I had two major complaints. First, their Canadian coverage is very spotty, especially when you get east of the Rockies. Around here, the only papers in their database were the Ottawa Journal and Ottawa Citizen. No Standard Freeholder and no Eastern Ontario weeklies. Second, while you can download a PDF of a page or part of a page, it’s not searchable. At its heart, it’s really just a JPG image. So it’s a real hassle to extract text from the material you’ve downloaded.
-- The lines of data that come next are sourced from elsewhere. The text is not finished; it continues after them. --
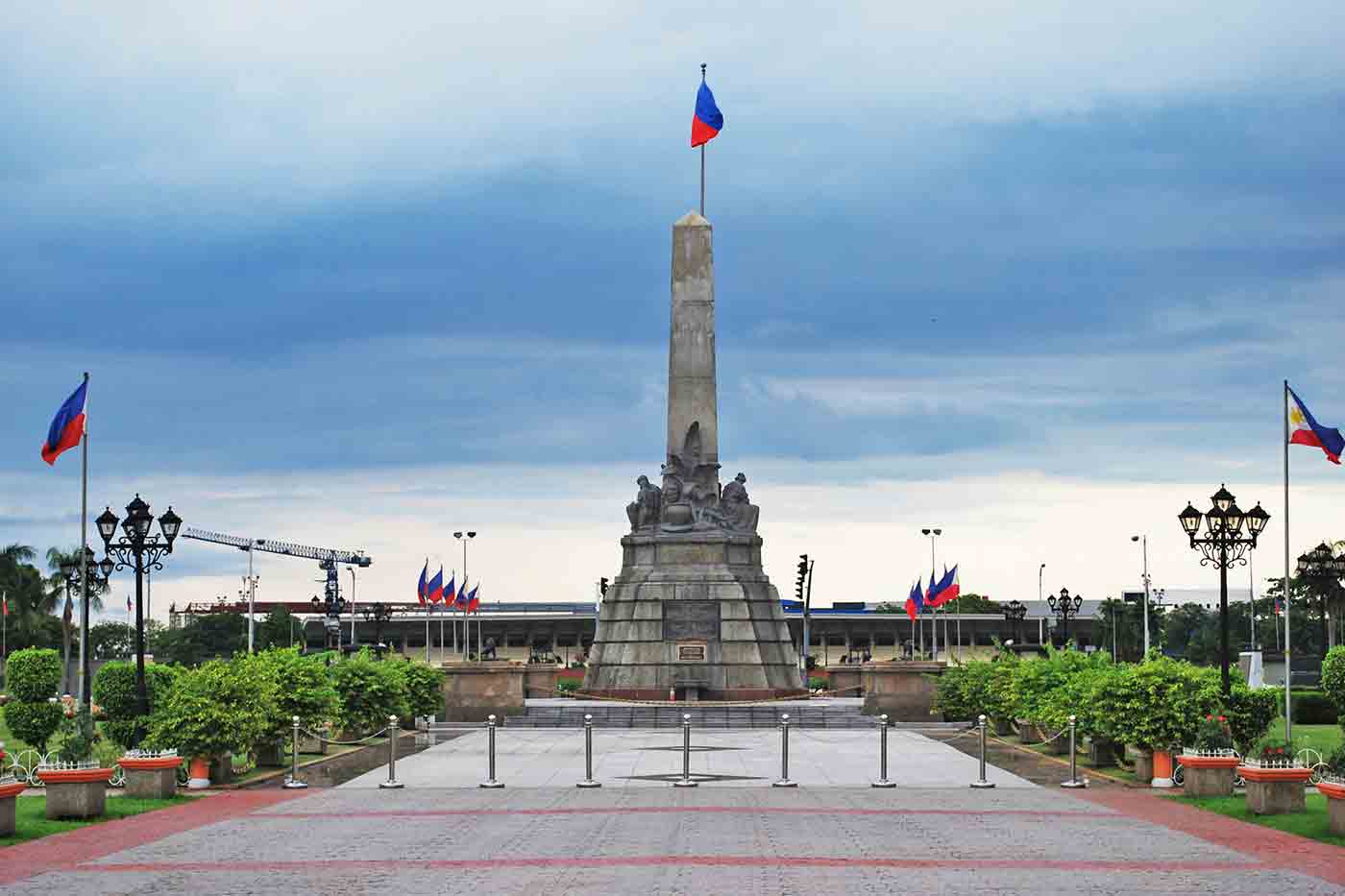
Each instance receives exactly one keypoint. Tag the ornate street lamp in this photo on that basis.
(1064, 606)
(1230, 534)
(1321, 572)
(138, 550)
(74, 580)
(1015, 614)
Nevertheless, it was fun to travel back in time looking for “Dunvegan (Ontario)” references inthe Ottawa papers. To my surprise, unlike today, in the decades before Canada turned 100, there were a surprising number.
For example, did you know that in the 1940s and 50s, Dunvegan was an “Uncle Ray” hot spot? The weekday “Uncle Ray’s Corner” and “Uncle Ray’s Saturday Mail-Bag Club” were the brainchild of Ramon Coffman, an American reporter and later children’s editor, for newspapers in Milwaukee. In 1922, he began writing a daily column called “Uncle Ray’s Corner,” which was syndicated in 1925. The column, which ran in newspapers throughout the United States, Canada and other members of the Commonwealth, was intended to teach children about science. Uncle Ray appeared in the Ottawa Citizen from 1939 until the late 1960s.
I’m rapidly running out of room in this week’s instalment of Dunvegan: An Ontario hamlet at the crossroads of time, but I will continue the ‘Uncle Ray’s Mail-Bag Club’ story next week. The letters to Uncle Ray from his 17 Dunvegan members (including Sherrill [Ferguson] Trottier and Donaldson MacLeod) provide interesting insights into life in this isolated, pre-417 community, from the perspective of the children growing up here. I also hope to answer why, for the first time since the Township started plowing Kenyon’s roads back in the 1940s, Alice Street is plugged solid with piles of the white stuff.